The thing about having lots of properties on your nodes though is that it's a "modeling smell". Nothing wrong per se, but if you have 20 properties, I'll bet some of them will be categorical variables (like gender=M, F) or color=red, blue, green. And if you have categorical variables, graph modeling folks may ask you why you made it a property value rather than a separate node linked by relationships.
Suppose you have a "color" property, and you have a domain of 200 possible colors, and 1 million products, each of which has a color. You can model this as 200 color nodes and links from all of the products to their color, which better exploits the graph model and lets you do all kinds of other queries faster, or you can put color=green as a property on every node.
So ultimately this will depend on the semantics of your model, but I would reconsider so many properties per node, not because it's bad for neo4j, but because maybe you're leaving some opportunity on the table to improve your query speed & model comprehensibility.

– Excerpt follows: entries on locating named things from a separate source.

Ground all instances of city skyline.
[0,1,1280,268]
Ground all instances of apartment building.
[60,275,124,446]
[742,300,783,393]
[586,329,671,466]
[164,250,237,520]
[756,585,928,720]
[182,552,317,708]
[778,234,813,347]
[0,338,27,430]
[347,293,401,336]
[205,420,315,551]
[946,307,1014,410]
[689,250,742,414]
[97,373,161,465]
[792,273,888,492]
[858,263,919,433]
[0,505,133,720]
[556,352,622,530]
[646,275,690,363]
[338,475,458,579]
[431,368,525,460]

I heard from other folks that separating out groups of correlated properties into separate nodes helped them a lot both with modeling and performance.
You can kinda see this as a break down of a huge entity into an aggregate with separate sub-parts for less related bits. Also kinda like a document decomposition.
Thanks for the replies. I think we will stick with neo4j for now. We cannot factor the properties into nodes and relationships as they are computationally heavy aggregations made from the subgraphs in the database though. So they are not generic to a broader set of nodes or other subgraphs.